Published online Jun 25, 2025. doi: 10.5501/wjv.v14.i2.106479
Revised: April 4, 2025
Accepted: May 7, 2025
Published online: June 25, 2025
Processing time: 116 Days and 12.6 Hours
Treatment response to direct-acting antivirals (DAAs) is a challenging issue and the identification of non-responders patients is very important.
To evaluate the relation between baseline serum levels of hyaluronic acid (HA) and type III procollagen N-peptide (PIIINP) with direct-acting antivirals treatment failure in Egyptian patients with chronic hepatitis C.

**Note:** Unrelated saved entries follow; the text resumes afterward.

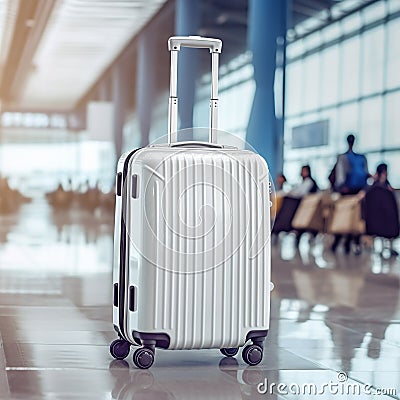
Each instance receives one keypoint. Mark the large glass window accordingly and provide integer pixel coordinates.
(392, 120)
(393, 54)
(372, 61)
(294, 88)
(357, 90)
(370, 136)
(329, 75)
(312, 82)
(350, 69)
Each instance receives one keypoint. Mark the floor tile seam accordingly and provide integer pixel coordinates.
(4, 387)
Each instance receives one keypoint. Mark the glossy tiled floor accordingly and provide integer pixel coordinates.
(330, 313)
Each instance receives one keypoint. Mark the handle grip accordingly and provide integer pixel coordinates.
(199, 42)
(174, 45)
(197, 144)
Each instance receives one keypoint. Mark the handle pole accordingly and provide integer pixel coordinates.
(174, 45)
(214, 99)
(173, 100)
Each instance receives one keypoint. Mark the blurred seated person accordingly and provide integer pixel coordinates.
(380, 177)
(306, 186)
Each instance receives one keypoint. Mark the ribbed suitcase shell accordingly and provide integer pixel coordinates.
(204, 285)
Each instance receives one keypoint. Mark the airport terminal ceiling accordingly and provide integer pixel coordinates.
(54, 54)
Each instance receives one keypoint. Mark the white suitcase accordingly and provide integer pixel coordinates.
(191, 247)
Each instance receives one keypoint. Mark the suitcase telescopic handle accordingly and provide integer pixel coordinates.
(174, 45)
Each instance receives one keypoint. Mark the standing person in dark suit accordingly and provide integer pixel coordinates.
(351, 174)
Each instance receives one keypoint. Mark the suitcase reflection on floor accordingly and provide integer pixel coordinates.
(227, 381)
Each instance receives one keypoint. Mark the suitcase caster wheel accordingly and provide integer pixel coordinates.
(143, 358)
(252, 354)
(230, 352)
(120, 348)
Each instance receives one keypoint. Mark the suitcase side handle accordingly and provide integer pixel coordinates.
(199, 42)
(197, 144)
(174, 45)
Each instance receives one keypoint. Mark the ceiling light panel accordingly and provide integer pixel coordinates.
(81, 40)
(8, 14)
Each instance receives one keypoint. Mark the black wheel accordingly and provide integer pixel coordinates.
(252, 354)
(120, 348)
(143, 358)
(230, 352)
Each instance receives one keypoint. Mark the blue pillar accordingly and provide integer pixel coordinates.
(267, 28)
(187, 22)
(145, 87)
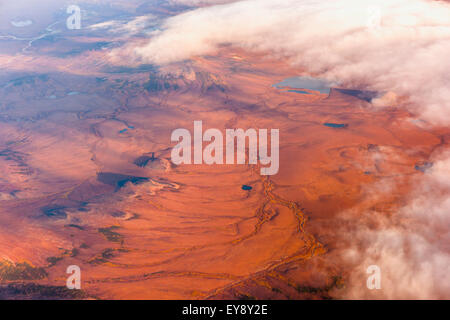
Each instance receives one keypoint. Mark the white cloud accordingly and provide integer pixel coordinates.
(130, 27)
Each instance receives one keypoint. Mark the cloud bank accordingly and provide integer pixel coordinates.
(411, 246)
(395, 46)
(386, 45)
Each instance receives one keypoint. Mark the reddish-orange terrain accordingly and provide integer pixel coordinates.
(86, 179)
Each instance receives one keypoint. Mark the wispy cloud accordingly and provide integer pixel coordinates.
(408, 54)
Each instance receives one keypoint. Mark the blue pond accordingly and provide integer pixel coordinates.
(336, 125)
(315, 84)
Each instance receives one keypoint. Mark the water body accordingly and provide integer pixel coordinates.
(424, 166)
(360, 94)
(336, 125)
(315, 84)
(299, 91)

Hepatitis C patients (responders and non-responders to sofosbuvir/daclatasvir) were tested for HA and PIIINP using sensitive chemiluminescent immunoassay.
There were distinctly higher PIIINP (P = 0.0003) and HA (P < 0.0001) levels in non-responders than responders patients with a good ability for distinguishing non-responders from patients with sustained virological response (area under the curve = 0.766 for HA and 0.684 for PIIINP). Logistic regression analysis revealed that the HA × PIIINP is the model with the highest predictive ability (area under the curve = 0.809). Diagnostic performances were superior to each marker alone with good sensitivity (74.7%), specificity (74%), positive predictive (68.3%), negative predictive values (79.6%) and accuracy (74.3%). The multiplication of HA × PIIINP is correlated significantly (P < 0.05) with elevated liver enzymes (r = 0.212), decreased albumin (r = -0.26), elevated aspartate aminotransferase-platelet ratio index (r = 0.223) and elevated fibrosis-4 score (r = 0.216) scores.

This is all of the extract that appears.